Foto: Symbolbild DPA - Symbolbild Peter Steffen/Archiv

Stuttgart (wic) - Seit gestern muss sich ein „islamischer Geistheiler“, so hatte sich der Angeklagte selbst ernannt, vor dem Stuttgarter Landgericht verantworten. Gegen den 56-Jährigen werden schwere Vorwürfe erhoben: Er soll in mehreren „Behandlungen“ zur „Dämonenaustreibung“ eine 17-Jährige mehrfach sexuell missbraucht und vergewaltigt haben.

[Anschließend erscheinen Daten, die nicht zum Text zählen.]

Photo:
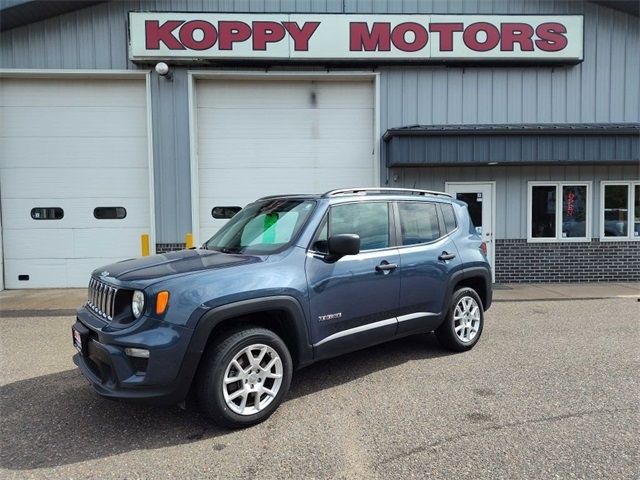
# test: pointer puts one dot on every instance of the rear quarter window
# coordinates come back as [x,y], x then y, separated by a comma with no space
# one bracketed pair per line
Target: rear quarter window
[449,217]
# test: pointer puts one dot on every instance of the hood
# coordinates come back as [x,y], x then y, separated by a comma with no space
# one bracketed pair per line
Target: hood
[172,263]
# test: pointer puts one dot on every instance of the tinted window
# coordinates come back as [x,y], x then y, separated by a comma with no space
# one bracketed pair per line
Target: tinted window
[109,213]
[369,220]
[449,217]
[418,222]
[47,213]
[543,211]
[262,227]
[224,212]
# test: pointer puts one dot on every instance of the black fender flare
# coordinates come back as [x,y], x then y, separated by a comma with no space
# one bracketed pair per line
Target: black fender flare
[215,316]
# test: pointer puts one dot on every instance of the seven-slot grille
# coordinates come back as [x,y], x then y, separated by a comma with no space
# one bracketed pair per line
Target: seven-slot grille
[102,298]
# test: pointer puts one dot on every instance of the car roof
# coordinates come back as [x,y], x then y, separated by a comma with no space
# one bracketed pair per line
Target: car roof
[359,193]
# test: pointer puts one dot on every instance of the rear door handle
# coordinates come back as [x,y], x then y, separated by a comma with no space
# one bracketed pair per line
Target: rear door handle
[385,267]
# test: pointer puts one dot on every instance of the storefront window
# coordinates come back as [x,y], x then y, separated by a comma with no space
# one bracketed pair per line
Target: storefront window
[559,211]
[636,211]
[616,210]
[620,214]
[574,208]
[543,211]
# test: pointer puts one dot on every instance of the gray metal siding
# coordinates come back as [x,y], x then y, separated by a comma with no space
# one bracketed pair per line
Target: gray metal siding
[511,187]
[605,88]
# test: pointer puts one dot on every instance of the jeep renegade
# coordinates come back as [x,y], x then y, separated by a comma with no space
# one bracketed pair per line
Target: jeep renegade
[288,281]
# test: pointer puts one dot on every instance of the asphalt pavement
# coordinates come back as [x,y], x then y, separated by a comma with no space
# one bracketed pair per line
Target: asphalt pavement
[550,391]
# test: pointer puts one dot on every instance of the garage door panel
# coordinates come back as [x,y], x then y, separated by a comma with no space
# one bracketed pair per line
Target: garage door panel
[49,273]
[111,152]
[73,183]
[65,93]
[289,94]
[76,145]
[285,124]
[73,122]
[125,242]
[38,243]
[78,213]
[280,154]
[280,137]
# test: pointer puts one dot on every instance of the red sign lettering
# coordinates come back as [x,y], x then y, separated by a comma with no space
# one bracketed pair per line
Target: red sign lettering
[446,31]
[155,34]
[420,37]
[552,38]
[516,33]
[363,40]
[209,35]
[470,36]
[266,32]
[232,32]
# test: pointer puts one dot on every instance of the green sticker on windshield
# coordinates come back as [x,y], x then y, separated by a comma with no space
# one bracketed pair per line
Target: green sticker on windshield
[270,219]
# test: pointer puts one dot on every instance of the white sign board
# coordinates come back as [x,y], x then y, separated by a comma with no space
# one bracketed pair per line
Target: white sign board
[372,38]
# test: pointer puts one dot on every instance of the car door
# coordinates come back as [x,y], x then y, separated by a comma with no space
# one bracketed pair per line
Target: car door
[428,257]
[353,301]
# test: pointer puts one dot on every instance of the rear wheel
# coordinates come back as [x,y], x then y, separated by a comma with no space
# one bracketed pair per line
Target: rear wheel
[463,325]
[244,377]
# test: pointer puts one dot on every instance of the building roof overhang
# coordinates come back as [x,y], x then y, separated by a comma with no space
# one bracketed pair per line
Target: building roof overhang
[513,144]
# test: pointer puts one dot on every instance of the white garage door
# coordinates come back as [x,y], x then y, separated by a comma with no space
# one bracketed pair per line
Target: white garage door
[67,148]
[264,137]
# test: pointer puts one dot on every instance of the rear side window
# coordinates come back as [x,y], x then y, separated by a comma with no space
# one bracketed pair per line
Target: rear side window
[369,220]
[418,222]
[449,217]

Sexuellen Missbrauch unter Ausnutzung eines Behandlungs- oder Betreuungsverhältnisses, sexuellen Missbrauch, Körperverletzung und Vergewaltigung wirft die Staatsanwaltschaft dem Angeklagten vor. Mit dem Fall hatte sich das Stuttgarter Landgericht bereits vor gut einem Vierteljahr befasst, den Prozess aber ausgesetzt, weil nachermittelt werden musste. Der 56-jährige Angeklagte, ein Heiler und Exorzist aus Bosnien, soll im Februar 2015 Kontakt zu einer muslimischen Stuttgarter Familie hergestellt haben, um deren 17-jährige Tochter in mehreren Sitzungen von angeblichen Dämonen zu befreien. Man habe ihn extra aus Bosnien für diese Behandlung anreisen lassen. Dabei sei es zu den schweren sexuellen Übergriffen gekommen.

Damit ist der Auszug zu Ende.